1.Bölüm

538 263 334
                                    



Yeni tutuğum otel odasında ince uzun aynanın karşısında kendime bakarken gülümsedim. İnce uzun siyah topuklularımın üzerinde, kalın askılı bordo mini bir elbise vardı. Elbisenin bel kısmı tam oturduğu için hoş duruyordu. Sarı kısa peruğum omuzlarımın üstüne dökülüyordu. Sarı çok yakışmıştı acaba sarıya mı boyatsaydım.

Gümüş rengi  yüzükleri parmağıma taktıktan sonra gümüş kolyemide takarken gözlerim kolumdaki saate kaydı. Çok az zamanın kalmıştı.

Siyah uzun kapüşonlu kaşemi giyerken yerdeki kahve rengi iki poşeti de elime almıştım. Odadan hemen çıkıp koridora vardım ve personeli gördüm. Gözlerini bana dikmiş beni süzüyordu.

"Sizi hiç burada görmedim yeni mi geldiniz." dedi. Ben olsam bende benim gibi bir insanla konuşmak isterdim. Onları da anlıyordum. Samimiyetsizce gülümsedim.

"Bir arkadaşımı görmeye gelmiştim. Acelem var çıkmam lazım." dedim, sesimi değiştirerek. Bir şey demesine fırsat vermeden asansöre doğru yürüyüp düğmeye bastım. Kapüşonluyu kafama geçirip yüzüm yarısının görünmesini engelledim.

Asansörde dört kişi vardı iki kişi binerken bende binmiştim. Giriş katına geldiğimizde diğer iki kişi ile birlikte asansörden indim. Hızlıca, dönen çıkış kapısına doğru yürüyüp dışarıya çıktım.

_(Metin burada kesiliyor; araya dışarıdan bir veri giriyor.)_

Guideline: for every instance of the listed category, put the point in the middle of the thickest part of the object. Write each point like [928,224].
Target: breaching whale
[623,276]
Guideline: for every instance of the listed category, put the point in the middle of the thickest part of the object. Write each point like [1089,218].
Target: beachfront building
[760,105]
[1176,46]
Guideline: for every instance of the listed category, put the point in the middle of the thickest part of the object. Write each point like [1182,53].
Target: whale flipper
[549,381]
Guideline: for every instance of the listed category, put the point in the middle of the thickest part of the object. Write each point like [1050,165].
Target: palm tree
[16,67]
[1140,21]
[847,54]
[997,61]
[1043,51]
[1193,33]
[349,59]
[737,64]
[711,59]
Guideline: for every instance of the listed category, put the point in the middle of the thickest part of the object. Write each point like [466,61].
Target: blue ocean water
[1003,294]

Kafamı kaldırıp gökyüzüne baktım yağmur yağıyordu. Harika bir bu eksikti çünkü! Hızlı adımlarla yürürken yerdeki su birikintilerine basmamak için büyük zahmet veriyordum. Yağmur hızlanmaya başlarken ben telefon kulübesinin içine girmiştim. Elimdeki poşetleri telefon kulübesinin içinde yere atıp Jack'in numarasını tuşalarken üzerimdeki kaşeyi çıkarıp yere attım ve telefonun açılmasını bekledim.

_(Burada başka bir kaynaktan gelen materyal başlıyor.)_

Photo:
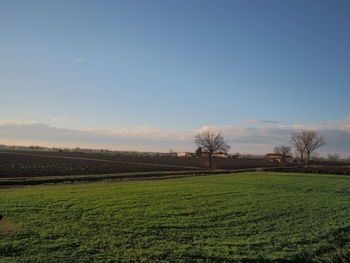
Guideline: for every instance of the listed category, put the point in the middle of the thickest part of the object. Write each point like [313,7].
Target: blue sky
[174,67]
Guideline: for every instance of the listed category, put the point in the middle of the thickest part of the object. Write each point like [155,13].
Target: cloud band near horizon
[254,140]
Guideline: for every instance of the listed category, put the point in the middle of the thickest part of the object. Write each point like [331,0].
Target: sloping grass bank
[247,217]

"Alo, bak Jack beni  hemen balonun olduğu yere götürmen gerek ve kavalyem olaman lazım." ses gelmeyince hemen devam ettim. "Beni duyuyor musun?" derken sesim yükselmişti.

"Ah! Sakin ol ama ben senin baloya gitmeyeceğini sanıyordum. Havalara falan girmiştin 'Ben istediğim şeyi yaparım kimse bana karışamaz'  diye yanlış mı hatırlıyordum." dedi sesi keyifli geliyordu. O baloya gitmem gerekiyordu çünkü onu bulmam gerekiyordu. Emin olduğun bir şey verdi ki o da baloya gittiğim için Marco'nun bana fazlasıyla sinirleneceği ki umrumda da değildi.

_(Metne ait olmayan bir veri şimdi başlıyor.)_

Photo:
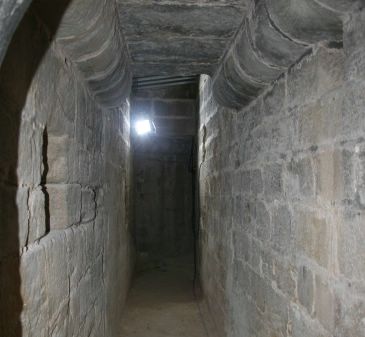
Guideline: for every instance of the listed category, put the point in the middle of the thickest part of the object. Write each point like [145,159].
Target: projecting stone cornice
[88,34]
[273,37]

"Sesini kes ve hemen buraya gel."

"Tamam ama bir şartım v-"

"Tamam ne istiyorsan kabul ama şimdi hemen buraya gelmen gerek çabuk ol."

"Ay ne istesem acaba senden, heyecanladım."

"Eğer ben o baloya geç kalırsam seni mahvederim." deyip telefonu yüzüne kapattım ve eğilip yere bıraktığım poşetlerin içinden balo için aldığım siyah sadece gözlerim kapatan maskeyi elime aldım. Jack'e konum atmayı da unutmamıştım. Maskeyi içinde cep tabancası, sahte kimlik ve ruj bulunan küçük siyah çantanın içine koydum.

Araba kornasının sesi gelince poşetleri ve kabanı telefon kulübesinde bırakıp dışarıya çıktım. Siyah bir porsche ile Jack gelmişti. Arabanın etrafında dönüp sürücü koltuğunun yanındaki yolcu koltuğuna oturdum.

"Nasıl bu kadar çabuk gelebildin. Yoksa yakınlarda mıydın?" derken emniyet kemerimi bağlıyordum.

"Konu, benim istediğim her şeyi yapacağın olduğu için. Uçarak yine olsa uçamayı öğrenirim yinde de gelirim."dedi, arabayı çalıştırırken. "Neden baloya gitmeye karar verdin?"

"Çünkü istediğim kişi orda ve ben onu bunca yıl sonra bulabilirim." büyük ihtimalle ne dediğimi tam olarak anlamasa da bir amacım olduğunu anlamıştır diye umuyorum.